Carney spoke positively about the state of the economy and suggested that if certain key factors including employment levels and retail sales remain robust then an increase in the cost of borrowing could be on the cards.
He told BBC Radio 4’s Today programme that if the economy shows signs of strengthening then “in the relatively near term you can expect that interest rates will increase”.
The Bank of England’s monetary policy committee, whose members vote to decide on any change in the base rate of interest, voted seven to two in favour of maintaining rates in September.
However, statements given on behalf of the committee suggested that only unexpectedly bad economic data in the coming weeks would keep them from voting for a rise in the base rate before the end of 2017.
Carney echoed that sentiment in his conversations with the BBC and said that it could be time for the Bank of England to “ease its foot off the accelerator” in terms of its approach to monetary policy and interest rates.

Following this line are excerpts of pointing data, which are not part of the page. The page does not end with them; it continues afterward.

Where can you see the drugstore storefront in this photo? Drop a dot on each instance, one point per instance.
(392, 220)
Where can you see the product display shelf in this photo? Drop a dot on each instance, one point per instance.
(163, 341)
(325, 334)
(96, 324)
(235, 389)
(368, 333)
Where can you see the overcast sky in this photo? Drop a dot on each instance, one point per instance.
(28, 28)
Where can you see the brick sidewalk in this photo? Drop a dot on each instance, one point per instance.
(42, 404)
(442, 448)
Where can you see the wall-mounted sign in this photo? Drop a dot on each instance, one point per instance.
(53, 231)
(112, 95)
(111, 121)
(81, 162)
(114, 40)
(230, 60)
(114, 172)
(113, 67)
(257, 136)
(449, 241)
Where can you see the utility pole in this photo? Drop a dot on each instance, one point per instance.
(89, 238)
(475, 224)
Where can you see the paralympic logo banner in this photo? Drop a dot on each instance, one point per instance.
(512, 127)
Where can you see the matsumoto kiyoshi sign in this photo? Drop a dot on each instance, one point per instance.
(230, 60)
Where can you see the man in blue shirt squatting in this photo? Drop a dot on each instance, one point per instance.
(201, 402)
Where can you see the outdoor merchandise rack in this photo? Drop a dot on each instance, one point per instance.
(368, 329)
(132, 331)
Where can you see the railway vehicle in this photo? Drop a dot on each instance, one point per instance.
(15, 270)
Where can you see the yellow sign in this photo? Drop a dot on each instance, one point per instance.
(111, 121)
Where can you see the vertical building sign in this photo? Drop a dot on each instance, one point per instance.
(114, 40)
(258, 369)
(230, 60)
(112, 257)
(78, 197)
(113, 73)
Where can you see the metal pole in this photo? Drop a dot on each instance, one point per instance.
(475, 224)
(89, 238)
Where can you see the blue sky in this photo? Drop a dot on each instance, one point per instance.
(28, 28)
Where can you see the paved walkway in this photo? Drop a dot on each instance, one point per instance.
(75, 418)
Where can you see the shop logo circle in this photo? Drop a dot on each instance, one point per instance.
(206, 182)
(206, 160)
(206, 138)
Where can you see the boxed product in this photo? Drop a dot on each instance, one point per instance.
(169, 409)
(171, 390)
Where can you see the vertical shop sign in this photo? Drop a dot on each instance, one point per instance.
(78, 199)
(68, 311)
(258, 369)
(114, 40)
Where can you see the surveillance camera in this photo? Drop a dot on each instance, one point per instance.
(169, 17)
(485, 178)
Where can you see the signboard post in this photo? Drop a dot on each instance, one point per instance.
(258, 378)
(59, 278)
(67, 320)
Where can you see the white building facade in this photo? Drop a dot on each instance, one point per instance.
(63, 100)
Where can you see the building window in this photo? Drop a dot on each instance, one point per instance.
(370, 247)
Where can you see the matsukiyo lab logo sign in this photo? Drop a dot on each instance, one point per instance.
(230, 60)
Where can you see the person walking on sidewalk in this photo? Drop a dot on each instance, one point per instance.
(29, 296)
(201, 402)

Raising the base rate of interest and the cost of borrowing would be a move designed in part to bring down rates of inflation which are currently higher than the target levels that the Bank of England aims for.
Carney’s hints at a rate rise came very shortly before the release of revised economic data from the Office for National Statistics which showed that year-on-year GDP growth slowed to 1.5 per cent from 1.8 per cent during the first three months of this year.
Meanwhile, the overall growth rate for the UK economy during the three months to the end of June stood at just 0.3 per cent.
“It would be unprecedented for the central bank to tighten policy with the data pointing to such anaemic economic growth,” said Chris Williamson, chief business economist at IHS Markit, in a statement.
“However, policymakers continue to fuel expectations that interest rates will rise soon in response to higher than expected inflation.”